Günümüzde çoğu zaman sermaye ya da erk sahiplerinin, hükümetlerin örneğin, emrinde inşaat sektörünün parlak yüzü haline gelen, salt bir imaja indirgenen mimarlığın çok geri plana itilmiş olan imgesel ve politik gücünü kullanmak için bir fırsat olarak görüyoruz bu yarışmayı. Biz mimarlara mimarlık yaparak katliama karşı durmanın, dik durmanın mümkün olduğunu söylüyoruz ve onlardan bunu yapmalarını talep ediyoruz. Mimarlık yaparak Roboskililerin adalet talebine destek olabilirler.
Yarışmanın sonuçlanması ile birlikte müzenin inşaatı aşamasına geçeceğiz. Kaynak yaratma çalışmaları da yolunda giderse önümüzdeki Ağustos, Eylül, Ekim aylarında inşaat için hep birlikte Roboski’de olacağız, inşaat aşamasına destek vermek isteyen herkesle birlikte. Yurdun dört bir yanından gelecek gönüllüler yanında, Roboskili gençler, kamuoyunda bilinen ve saygı duyulan aydınlar, kanaat önderleri, sanatçılar da bu süreçte Roboski’ye gelerek şantiyemizde çalışacaklar. Müzeyi tamamladıktan sonra da Roboskililere devredeceğiz.
NASIL DESTEK OLUNABİLİR?
Müzeyi oluştururken daha çok hangi materyallere ihtiyaç duyacaksınız? Bir çağrınız var mı?
Roboski Müzesi için herkesin yapabileceği bir şeyler var. Mimarsanız tasarım yarışmasına katılıp tasarım gücünüzle destek olabilirsiniz. Küçük de olsa desteğim olsun derseniz Roboski Müzesi inşaatına bağış desteği verebilirsiniz. Bu destek illa parasal da olmayabilir. Malzeme bağışı olabileceği gibi inşaatında çalışarak da destek olmak mümkün.

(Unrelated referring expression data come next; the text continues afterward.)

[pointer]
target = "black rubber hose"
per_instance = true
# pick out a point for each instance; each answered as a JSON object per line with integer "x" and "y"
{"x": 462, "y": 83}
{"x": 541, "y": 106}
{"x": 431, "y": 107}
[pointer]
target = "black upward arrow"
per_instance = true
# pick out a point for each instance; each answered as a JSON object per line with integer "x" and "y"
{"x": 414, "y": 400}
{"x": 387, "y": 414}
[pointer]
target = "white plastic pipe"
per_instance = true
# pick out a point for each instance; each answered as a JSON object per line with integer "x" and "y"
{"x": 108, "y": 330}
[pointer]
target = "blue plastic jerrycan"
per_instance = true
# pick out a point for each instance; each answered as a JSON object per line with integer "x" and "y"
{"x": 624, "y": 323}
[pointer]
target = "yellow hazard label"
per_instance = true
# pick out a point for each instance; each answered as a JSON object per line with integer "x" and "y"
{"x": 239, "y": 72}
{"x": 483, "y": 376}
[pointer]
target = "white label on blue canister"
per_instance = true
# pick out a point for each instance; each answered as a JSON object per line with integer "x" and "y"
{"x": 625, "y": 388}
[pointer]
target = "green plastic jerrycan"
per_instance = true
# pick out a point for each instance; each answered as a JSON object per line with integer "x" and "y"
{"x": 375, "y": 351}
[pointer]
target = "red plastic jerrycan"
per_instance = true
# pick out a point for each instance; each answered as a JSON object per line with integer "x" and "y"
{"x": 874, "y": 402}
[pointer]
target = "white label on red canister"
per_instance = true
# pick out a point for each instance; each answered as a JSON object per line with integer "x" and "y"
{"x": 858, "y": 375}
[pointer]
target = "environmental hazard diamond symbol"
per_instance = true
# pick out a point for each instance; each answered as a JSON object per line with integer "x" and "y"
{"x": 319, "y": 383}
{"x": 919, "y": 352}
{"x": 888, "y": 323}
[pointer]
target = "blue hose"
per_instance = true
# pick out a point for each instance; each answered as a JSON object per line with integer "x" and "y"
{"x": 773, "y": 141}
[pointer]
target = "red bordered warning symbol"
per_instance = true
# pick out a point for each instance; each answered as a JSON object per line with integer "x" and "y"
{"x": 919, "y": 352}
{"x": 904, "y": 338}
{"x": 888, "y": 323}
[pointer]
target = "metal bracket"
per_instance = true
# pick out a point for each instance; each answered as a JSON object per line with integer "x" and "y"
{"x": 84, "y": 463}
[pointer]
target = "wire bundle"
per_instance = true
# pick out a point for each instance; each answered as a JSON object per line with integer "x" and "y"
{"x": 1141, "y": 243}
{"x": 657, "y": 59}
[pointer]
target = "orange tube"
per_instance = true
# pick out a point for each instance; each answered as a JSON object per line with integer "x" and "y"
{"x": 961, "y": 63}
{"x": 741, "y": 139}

Geçmiş, şimdi ve gelecek arasındaki bağın kurulmasında müzelerin nasıl bir anlamı var? Toplum üzerinde nasıl bir etki yarattığını düşünüyorsunuz?
Klasik müzeler değerli olan bir “şey”i muhafaza eden, saklayan, koruyan yapılardır. Bunlar içinde bulunduğu toplumun değer verdiği “şeyleri” muhafaze eden yerlerdir. Toplumsal hafızanın gelecek nesilllere nesneler üzerinden aktarıldığı mekanlardır. Roboski Müzesi bu anlamıyla klasik anlamda bir müzenin işlevini görecek ama bununla yetinmeyecek. Katliamda yaşamlarını yitiren 34 insanın özel eşyalarını, hatıralarını saklayacak ve anılarının gelen ziyaretçilerle paylaşılacağı bir yer olacak. Ama aynı zamanda Roboskili ailelerin adalet mücadelesinin de odağı olacak. Adalet mücadelesi sürecinin belgeleneceği, arşivleneceği bir yer olacak örneğin. Konu üzerine çalışmak isteyen araştırmacılar için bilgi kaynağı ve alan sağlayacak. Roboski katliamı ile yüzleşmenin gerçekleşmesi için bir enstitü gibi sürekli üretecek. Bu üretimin sanatsal yönünü de canlı tutmak için Roboski ile ilgili ya da Roboski’de çalışmak isteyen sanatçıların eserlerini ağırlayacak. Bu eserlerin yaygınlaşması için çalışacak, gezici sergiler düzenleyecek. Bir o kadar önemlisi Roboskili çocukların gelip gittikleri, kitap okudukları, ders çalıştıkları bir yer, yaşamlarının bir parçası olacak. Yani bir yas mekanı olmayacak. Bütün bunlar bir araya geldiğinde toplumda “Bir Daha Asla!” diyen bir bilincin kuşaktan kuşağa geçmesini sağlayacağını düşünüyoruz. Yani gün gelip Roboski için adalet sağlandığında o zaman da Roboski Müzesi barışın mekanı, bekçisi olacak!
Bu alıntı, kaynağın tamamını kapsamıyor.